Felicia looked at her.
“No, honestly. He must know. I mean . . .”
“Guys aren’t always all that secure either,” said Ivan. There was a glint of mockery in his eyes.
“I know that. I’ve read stuff. I . . . just . . . this is Cadan.”
Ivan smiled at her, and the mockery had gone. “Yeah, we know,” he said. “But trust me, honey. Tell him, all the same.”
THE FIRST time Elissa had walked up the long spiral of the main corridor leading through the center of the Phoenix and up to the flight deck in the nose of the ship, she’d been a fugitive, on the ship because she and Lin had nowhere else to go. And she’d been tense all over, unwilling to see Cadan and sure he would be anything but pleased to see her invading the captain’s space.
A million things had changed since then, but still, here she was once more, butterflies in her belly, nervous sweat prickling the palms of her hands. It had been easier—maybe—when she was sure she knew exactly what he thought of her, and when she’d at least been able to pretend she didn’t care.
She wasn’t even sure what to say to him. I’m sorry would be a start, she knew—she shouldn’t have walked out on him in the hospital lobby—but oh, it all felt so much more complicated than the sort of ordinary fight she remembered having with friends, or the brother-sister bickering she and Bruce had done. And telling him what I feel, what I want . . . opening up to him the way Ivan and Felicia said I should . . . She didn’t just feel nervous. She felt kind of sick.
The overhead door to the flight deck came into view at the end of the corridor, set into the ceiling at the top of a short flight of stairs. Cadan had kissed her here once—the first time he’d ever kissed her, the first time he’d said he loved her. The ship had been under fire, the shields deteriorating moment by moment, and for a few seconds it hadn’t even mattered.
The corners of her mouth twitched suddenly downward, and the back of her eyes stung. For God’s sake, Lissa. At the point she was thinking about, she and Cadan—and Lin and the crew as well—had been this close to being killed. It was stupid to remember those few moments with longing.
She blinked until the stinging in her eyes dissolved, gritted her teeth, and touched the doorpad that would open the door and let her through onto the flight deck.
The door snapped open, l
ike the iris of a silver eye widening to nothing but a thin, gleaming rim. Above Elissa, star-filled space showed through the glass walls and ceiling of the flight deck, providing the giant eye with a pupil like a bottomless well full of dark, silver-glinting water.
She climbed up.

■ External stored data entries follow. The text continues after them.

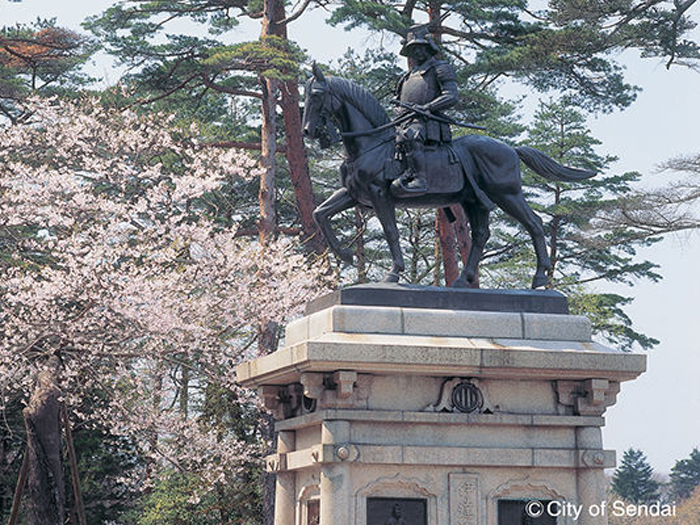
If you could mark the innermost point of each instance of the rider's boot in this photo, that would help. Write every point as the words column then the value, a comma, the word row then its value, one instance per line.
column 414, row 183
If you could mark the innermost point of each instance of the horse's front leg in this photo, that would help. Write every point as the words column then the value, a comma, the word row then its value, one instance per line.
column 336, row 203
column 385, row 210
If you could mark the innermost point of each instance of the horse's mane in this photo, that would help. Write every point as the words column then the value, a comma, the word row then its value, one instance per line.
column 359, row 97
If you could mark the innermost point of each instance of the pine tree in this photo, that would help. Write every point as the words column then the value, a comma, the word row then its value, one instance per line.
column 685, row 475
column 633, row 480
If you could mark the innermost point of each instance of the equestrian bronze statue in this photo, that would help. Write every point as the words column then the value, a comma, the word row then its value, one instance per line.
column 412, row 161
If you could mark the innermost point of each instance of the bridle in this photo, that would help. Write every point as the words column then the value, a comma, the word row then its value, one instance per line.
column 326, row 134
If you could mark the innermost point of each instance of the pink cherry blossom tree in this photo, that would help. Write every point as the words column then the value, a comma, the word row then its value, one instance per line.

Her head emerged, and the first vertiginous moment of feeling that if she let go she would fall and fall into that endless sky gave way to the correct perspective as the flight deck spread out around her. The bridge stood in front of her on its shoulder-high platform: the platform that was the exterior of the chamber that housed the now-defunct hyperdrive—and had imprisoned the tortured, dying Spare who had powered it.
A glass barrier rose to the ceiling all the way around the bridge. Treated to eliminate reflections, it was almost as invisible as a force field. A short flight of steps led to a security-locked door in it. Elissa climbed the steps, butterflies flipping and flapping inside her, and pressed the buzzer to get Cadan’s attention.
He and Markus were sitting at the wide control panel, on the other side of the safety rail that ran along the back of the row of seats. It was Cadan who turned to see who their visitor was, and the moment he saw Elissa he pushed the button to let her in.
Some of the butterflies seemed to leave Elissa’s body on an involuntary sigh of relief. She’d half thought he might tell her to go away—he was, after all, busy flying the ship.
There was some reticence in his eyes as they met hers, a slight stiffness about his mouth, but he smiled all the same. “Hey.” He turned to Markus. “You could take a break now. Lissa can keep me company.”
Unlike Ivan would have, Markus didn’t offer any comment. He grinned at Elissa as he got up and came around the end of the safety rail. “The others are still in the lounge?”